A tecnologia digital contemporânea nos traz muitas facilidades e muitos desafios, ao entendermos tecnologia por um sistema de ferramentas que nos permite lidar com algo ou alguma coisa, percebemos que os resultados obtidos sempre refletirão o uso que damos a elas.
Daí nossos desafios!
Hoje quero trazer um termo que vem me chamando muita atenção e curiosidade na minha clínica: O Cibridismo.
O que é o Cibridismo?
Cibridismo é a integração da vida online e offline, um lugar onde as pessoas vivem – um contínuo – que habita entre o mundo físico e digital, criando uma realidade sem fronteiras entre estes espaços.
Assim, a identidade virtual deixa de ser um lugar para interação despreocupada ou até mesmo divertida e descuidada, para se tornar um ambiente que molda aspectos centrais da vida e das relações dos indivíduos.
A reputação digital se torna uma extensão da identidade, e por algumas vezes a identidade desejada como primordial.
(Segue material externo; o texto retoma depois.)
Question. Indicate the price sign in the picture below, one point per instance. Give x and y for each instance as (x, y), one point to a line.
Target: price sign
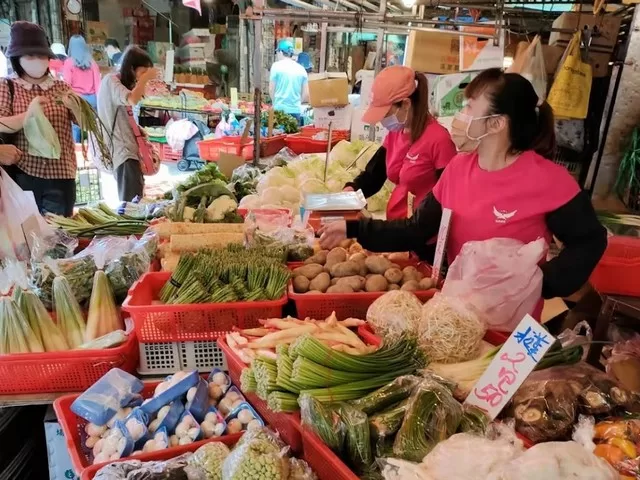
(510, 367)
(443, 234)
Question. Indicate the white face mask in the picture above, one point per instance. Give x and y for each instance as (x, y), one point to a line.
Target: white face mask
(34, 67)
(460, 131)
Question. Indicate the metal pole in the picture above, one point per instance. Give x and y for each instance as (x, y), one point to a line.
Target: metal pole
(323, 48)
(257, 90)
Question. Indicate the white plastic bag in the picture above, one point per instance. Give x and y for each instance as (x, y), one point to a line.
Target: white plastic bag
(16, 206)
(500, 277)
(178, 132)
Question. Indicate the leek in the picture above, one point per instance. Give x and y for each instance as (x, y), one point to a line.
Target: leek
(68, 312)
(38, 318)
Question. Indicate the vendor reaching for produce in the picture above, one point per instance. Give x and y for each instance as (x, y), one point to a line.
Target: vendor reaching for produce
(118, 92)
(28, 99)
(500, 185)
(417, 147)
(288, 83)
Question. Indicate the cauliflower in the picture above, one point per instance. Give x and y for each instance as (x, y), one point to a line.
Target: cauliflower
(220, 207)
(209, 459)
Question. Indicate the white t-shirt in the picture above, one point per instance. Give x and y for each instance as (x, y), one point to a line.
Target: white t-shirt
(288, 77)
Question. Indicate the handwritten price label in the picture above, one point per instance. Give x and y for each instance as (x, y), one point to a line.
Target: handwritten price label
(511, 366)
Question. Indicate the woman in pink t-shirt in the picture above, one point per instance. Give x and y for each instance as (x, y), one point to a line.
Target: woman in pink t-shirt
(417, 147)
(501, 184)
(82, 73)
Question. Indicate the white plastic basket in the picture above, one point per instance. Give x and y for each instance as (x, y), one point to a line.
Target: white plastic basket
(167, 358)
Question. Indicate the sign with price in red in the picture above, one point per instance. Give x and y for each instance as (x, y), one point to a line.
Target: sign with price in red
(511, 366)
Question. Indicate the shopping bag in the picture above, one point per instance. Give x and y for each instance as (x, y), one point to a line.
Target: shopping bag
(500, 277)
(19, 219)
(569, 94)
(530, 64)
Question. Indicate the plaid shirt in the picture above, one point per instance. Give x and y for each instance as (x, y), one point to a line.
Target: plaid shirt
(60, 118)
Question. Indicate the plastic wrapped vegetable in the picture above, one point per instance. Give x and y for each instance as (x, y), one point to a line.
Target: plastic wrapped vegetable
(433, 415)
(42, 138)
(68, 313)
(390, 394)
(357, 439)
(323, 421)
(394, 314)
(546, 406)
(207, 461)
(259, 455)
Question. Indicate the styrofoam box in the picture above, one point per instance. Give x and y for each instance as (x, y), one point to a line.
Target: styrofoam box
(165, 358)
(59, 462)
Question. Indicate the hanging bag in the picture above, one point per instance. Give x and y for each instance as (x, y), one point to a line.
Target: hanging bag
(569, 95)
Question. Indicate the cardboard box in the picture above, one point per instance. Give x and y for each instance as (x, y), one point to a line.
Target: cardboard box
(59, 462)
(328, 89)
(97, 32)
(448, 93)
(431, 52)
(340, 117)
(603, 40)
(360, 130)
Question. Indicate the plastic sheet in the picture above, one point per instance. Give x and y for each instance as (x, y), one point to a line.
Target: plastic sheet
(547, 404)
(500, 277)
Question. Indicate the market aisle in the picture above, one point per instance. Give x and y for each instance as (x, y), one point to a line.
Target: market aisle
(166, 178)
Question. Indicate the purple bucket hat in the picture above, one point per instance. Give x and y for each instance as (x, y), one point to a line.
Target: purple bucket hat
(28, 38)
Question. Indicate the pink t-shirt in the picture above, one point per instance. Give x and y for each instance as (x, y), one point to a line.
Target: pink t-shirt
(507, 203)
(412, 167)
(82, 82)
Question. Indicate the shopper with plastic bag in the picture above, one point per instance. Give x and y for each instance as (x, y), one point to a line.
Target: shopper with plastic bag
(39, 125)
(500, 185)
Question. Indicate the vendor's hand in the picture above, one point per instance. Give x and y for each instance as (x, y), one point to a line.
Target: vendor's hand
(150, 74)
(9, 155)
(332, 234)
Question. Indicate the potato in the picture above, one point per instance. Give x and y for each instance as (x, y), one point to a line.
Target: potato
(411, 273)
(398, 257)
(376, 283)
(393, 275)
(355, 248)
(426, 283)
(310, 271)
(356, 282)
(340, 289)
(320, 258)
(345, 269)
(377, 264)
(321, 282)
(300, 284)
(358, 257)
(337, 255)
(410, 286)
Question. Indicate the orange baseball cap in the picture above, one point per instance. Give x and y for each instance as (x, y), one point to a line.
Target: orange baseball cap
(392, 85)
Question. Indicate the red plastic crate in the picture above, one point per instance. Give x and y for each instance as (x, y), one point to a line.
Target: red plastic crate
(210, 149)
(618, 272)
(271, 145)
(61, 372)
(286, 424)
(303, 142)
(184, 323)
(81, 456)
(346, 305)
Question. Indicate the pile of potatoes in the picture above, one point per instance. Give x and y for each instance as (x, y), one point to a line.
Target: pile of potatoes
(337, 271)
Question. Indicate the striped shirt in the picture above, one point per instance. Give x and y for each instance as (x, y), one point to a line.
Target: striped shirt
(59, 116)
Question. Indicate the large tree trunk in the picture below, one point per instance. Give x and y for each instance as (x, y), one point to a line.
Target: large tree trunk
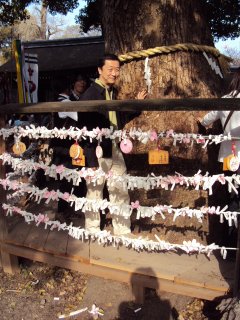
(142, 24)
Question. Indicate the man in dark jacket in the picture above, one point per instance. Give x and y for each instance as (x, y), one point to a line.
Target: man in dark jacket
(112, 158)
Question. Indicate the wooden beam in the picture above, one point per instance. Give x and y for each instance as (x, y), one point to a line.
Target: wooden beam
(191, 104)
(140, 281)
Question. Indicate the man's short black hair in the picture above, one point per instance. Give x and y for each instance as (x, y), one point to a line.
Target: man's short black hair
(107, 56)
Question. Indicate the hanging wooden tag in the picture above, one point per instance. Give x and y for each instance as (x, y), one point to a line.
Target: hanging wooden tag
(76, 153)
(231, 163)
(19, 147)
(158, 156)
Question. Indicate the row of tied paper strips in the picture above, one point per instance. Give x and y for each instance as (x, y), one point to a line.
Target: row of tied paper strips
(150, 182)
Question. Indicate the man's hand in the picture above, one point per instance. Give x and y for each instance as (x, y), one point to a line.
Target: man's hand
(142, 95)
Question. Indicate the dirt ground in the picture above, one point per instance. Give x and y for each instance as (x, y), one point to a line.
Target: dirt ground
(44, 292)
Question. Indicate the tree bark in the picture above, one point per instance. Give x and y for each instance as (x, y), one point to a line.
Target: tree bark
(43, 19)
(143, 24)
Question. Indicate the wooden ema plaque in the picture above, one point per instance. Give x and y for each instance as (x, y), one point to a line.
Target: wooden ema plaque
(231, 163)
(158, 156)
(76, 153)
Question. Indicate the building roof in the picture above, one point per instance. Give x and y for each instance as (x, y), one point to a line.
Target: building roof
(62, 54)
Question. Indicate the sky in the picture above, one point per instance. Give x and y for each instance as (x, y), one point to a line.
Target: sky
(219, 45)
(69, 19)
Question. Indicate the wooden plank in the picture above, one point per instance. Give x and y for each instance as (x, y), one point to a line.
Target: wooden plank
(114, 274)
(10, 262)
(163, 263)
(190, 104)
(192, 270)
(78, 250)
(36, 237)
(216, 274)
(56, 242)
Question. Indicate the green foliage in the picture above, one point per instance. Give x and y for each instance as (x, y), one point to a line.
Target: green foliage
(222, 16)
(90, 16)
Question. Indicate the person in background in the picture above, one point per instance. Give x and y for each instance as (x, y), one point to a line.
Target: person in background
(112, 158)
(78, 88)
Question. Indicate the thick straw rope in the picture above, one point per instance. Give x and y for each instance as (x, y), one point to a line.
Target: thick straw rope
(171, 49)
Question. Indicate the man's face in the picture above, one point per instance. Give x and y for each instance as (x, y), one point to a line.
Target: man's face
(109, 73)
(79, 87)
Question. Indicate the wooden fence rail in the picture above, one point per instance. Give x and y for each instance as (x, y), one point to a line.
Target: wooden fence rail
(92, 259)
(193, 104)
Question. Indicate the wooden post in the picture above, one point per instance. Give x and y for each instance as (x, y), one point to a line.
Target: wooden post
(9, 262)
(236, 287)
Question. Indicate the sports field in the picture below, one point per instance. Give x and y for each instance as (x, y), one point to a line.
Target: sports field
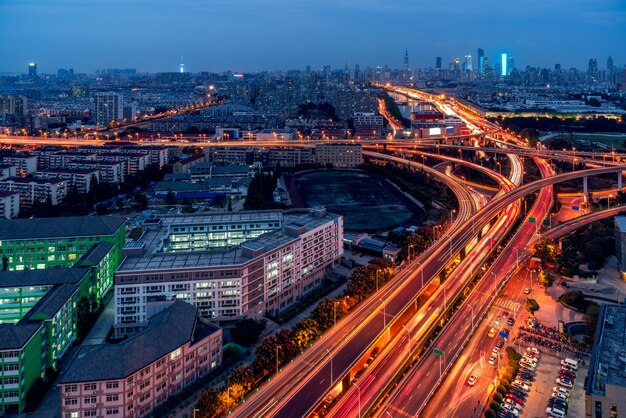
(369, 203)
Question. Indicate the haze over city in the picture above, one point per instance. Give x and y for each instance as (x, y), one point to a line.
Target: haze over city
(250, 35)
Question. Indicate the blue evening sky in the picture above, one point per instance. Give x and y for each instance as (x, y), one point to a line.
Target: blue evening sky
(251, 35)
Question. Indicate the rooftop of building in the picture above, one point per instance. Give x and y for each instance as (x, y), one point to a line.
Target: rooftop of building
(153, 259)
(166, 331)
(608, 358)
(62, 227)
(620, 222)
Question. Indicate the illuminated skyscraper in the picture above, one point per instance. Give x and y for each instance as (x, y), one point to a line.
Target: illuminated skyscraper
(32, 70)
(481, 61)
(503, 64)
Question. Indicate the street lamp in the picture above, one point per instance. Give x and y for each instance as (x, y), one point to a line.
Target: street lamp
(384, 314)
(359, 388)
(331, 367)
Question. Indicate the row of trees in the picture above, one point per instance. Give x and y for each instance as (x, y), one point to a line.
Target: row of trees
(278, 349)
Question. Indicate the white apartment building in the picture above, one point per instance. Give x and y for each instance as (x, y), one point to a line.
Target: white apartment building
(131, 378)
(34, 190)
(233, 265)
(9, 205)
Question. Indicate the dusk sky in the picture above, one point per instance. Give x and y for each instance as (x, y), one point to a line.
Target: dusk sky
(253, 35)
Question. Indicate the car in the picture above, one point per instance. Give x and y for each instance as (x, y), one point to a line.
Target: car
(566, 383)
(561, 390)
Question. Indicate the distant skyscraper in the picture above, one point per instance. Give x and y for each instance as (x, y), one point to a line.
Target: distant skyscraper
(481, 61)
(593, 67)
(108, 108)
(32, 70)
(457, 65)
(503, 64)
(468, 65)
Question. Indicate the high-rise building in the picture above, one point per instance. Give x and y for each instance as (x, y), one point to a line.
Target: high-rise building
(593, 67)
(468, 65)
(511, 65)
(108, 108)
(32, 70)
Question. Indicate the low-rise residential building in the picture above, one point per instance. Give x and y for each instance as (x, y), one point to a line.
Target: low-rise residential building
(26, 163)
(7, 170)
(230, 265)
(80, 180)
(185, 164)
(9, 205)
(35, 190)
(605, 386)
(209, 171)
(339, 155)
(131, 378)
(29, 244)
(39, 317)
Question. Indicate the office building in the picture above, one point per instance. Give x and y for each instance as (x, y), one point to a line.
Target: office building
(605, 386)
(131, 378)
(339, 155)
(592, 71)
(230, 265)
(32, 70)
(108, 108)
(29, 244)
(9, 205)
(38, 319)
(481, 61)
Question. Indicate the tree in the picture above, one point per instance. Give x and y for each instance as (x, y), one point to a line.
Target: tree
(305, 332)
(243, 376)
(247, 331)
(170, 198)
(532, 306)
(210, 404)
(546, 279)
(547, 250)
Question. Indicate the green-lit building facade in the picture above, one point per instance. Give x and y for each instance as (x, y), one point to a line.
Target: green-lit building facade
(39, 306)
Quem nunca procurou um psicanalista, médico ou qualquer outro profissional pelas redes sociais? Quem nunca considerou expandir seu próprio perfil nas redes?
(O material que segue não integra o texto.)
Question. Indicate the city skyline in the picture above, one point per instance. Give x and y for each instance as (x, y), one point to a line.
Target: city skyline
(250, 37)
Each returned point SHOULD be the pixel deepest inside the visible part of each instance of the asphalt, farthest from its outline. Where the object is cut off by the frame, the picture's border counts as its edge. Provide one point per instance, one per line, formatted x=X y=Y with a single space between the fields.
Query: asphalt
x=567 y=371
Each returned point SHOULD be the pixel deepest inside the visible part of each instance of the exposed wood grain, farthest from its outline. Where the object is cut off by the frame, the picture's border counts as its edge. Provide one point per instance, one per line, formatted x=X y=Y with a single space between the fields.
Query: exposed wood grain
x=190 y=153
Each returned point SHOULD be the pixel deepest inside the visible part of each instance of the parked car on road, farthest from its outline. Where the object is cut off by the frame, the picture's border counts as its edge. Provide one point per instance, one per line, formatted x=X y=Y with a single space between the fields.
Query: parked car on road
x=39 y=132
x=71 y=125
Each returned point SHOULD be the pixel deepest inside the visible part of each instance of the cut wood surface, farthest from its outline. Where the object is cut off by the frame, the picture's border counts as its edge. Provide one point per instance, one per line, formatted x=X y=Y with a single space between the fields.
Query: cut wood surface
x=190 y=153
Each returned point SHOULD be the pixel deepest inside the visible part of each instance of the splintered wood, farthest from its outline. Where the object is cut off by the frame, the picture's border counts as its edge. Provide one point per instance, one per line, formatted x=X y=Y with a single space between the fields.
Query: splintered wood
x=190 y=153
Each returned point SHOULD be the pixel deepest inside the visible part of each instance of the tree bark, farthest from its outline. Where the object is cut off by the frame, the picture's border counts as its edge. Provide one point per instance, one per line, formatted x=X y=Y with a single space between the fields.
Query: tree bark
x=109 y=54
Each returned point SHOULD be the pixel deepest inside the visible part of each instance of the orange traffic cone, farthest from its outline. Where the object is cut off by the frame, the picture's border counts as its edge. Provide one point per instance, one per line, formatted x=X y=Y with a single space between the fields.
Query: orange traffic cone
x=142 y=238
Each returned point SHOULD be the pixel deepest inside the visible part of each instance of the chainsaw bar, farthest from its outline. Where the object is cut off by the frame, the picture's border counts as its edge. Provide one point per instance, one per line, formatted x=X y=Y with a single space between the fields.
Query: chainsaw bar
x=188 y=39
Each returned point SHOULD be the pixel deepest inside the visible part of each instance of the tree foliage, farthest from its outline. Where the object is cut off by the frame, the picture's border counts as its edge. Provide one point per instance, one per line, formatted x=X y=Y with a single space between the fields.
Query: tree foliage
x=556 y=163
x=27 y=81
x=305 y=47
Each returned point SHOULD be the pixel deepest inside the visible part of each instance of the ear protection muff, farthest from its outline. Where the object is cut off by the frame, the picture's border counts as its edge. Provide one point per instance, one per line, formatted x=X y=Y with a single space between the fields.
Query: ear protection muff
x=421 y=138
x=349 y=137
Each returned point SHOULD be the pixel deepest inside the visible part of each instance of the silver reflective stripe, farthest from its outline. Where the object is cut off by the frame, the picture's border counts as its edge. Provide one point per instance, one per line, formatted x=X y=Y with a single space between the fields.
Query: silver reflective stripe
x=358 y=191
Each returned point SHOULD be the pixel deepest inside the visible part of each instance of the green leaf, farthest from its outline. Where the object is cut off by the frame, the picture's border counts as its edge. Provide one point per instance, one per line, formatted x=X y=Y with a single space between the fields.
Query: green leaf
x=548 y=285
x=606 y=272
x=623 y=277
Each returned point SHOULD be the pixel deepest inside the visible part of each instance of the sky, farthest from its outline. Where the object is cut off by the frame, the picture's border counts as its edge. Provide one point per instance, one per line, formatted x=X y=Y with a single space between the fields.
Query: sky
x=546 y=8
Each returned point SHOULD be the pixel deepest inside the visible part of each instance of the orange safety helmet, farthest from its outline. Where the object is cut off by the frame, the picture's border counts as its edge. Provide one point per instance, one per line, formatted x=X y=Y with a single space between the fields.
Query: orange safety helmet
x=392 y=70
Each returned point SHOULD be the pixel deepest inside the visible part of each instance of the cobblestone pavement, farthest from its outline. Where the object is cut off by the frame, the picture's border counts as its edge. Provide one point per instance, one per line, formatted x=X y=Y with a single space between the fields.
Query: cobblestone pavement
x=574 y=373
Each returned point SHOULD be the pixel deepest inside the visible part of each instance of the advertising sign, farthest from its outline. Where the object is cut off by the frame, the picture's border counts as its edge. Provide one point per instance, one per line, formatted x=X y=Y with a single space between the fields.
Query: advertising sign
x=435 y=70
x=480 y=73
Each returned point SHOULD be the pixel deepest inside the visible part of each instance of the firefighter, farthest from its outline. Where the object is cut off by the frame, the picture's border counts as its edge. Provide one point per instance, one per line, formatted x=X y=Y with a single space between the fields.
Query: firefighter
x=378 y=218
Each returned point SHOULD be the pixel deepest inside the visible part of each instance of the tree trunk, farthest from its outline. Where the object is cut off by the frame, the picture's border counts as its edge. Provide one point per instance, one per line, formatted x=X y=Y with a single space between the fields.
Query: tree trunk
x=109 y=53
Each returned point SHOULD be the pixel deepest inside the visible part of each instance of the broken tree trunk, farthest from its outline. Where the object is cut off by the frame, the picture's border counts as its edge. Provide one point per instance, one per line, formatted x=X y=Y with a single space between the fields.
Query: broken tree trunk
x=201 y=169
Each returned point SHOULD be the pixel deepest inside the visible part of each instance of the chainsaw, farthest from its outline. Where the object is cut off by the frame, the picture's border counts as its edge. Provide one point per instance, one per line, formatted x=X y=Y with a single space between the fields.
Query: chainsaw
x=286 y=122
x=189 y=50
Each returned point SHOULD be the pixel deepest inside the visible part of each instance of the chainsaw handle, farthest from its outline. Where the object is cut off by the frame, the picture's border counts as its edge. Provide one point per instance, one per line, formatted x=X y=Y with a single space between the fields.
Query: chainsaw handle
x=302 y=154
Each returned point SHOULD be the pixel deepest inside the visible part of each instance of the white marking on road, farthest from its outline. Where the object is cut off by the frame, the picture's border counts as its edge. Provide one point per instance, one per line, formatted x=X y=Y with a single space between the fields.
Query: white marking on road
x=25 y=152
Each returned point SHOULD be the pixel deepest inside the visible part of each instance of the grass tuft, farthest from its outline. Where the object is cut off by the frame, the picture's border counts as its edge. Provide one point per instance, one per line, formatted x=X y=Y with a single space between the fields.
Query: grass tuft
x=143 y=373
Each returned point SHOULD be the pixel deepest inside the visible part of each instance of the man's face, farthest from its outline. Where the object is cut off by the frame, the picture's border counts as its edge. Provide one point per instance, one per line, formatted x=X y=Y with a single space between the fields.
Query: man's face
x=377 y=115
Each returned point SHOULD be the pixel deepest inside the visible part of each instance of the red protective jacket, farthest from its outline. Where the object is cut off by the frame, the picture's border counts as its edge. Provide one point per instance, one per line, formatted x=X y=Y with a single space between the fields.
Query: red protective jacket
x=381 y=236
As experiências e os retornos positivos e negativos que as pessoas têm de forma online se fundem e influenciam diretamente na vida offline, causando muitas vezes ansiedade e sofrimento.
Um Superego Extra na tela do seu telefone.
O superego revelado por Freud é aquele “fiscal” interno (por vezes sem aspas) que vive em nossa cabeça, sempre nos apontando o certo ou errado, ele se constrói baseado nas regras que aprendemos. Imagine um juiz de ética pessoal, que atua como a voz de nossos pais, de um professor, um chefe, ou mesmo da sociedade: dizendo o que devemos fazer (ou não!). Ele nos leva a agir de forma socialmente aceita, mas, quando exagera, pode ser bem chato e nos deixar culpados, com medo ou mesmo paralisados.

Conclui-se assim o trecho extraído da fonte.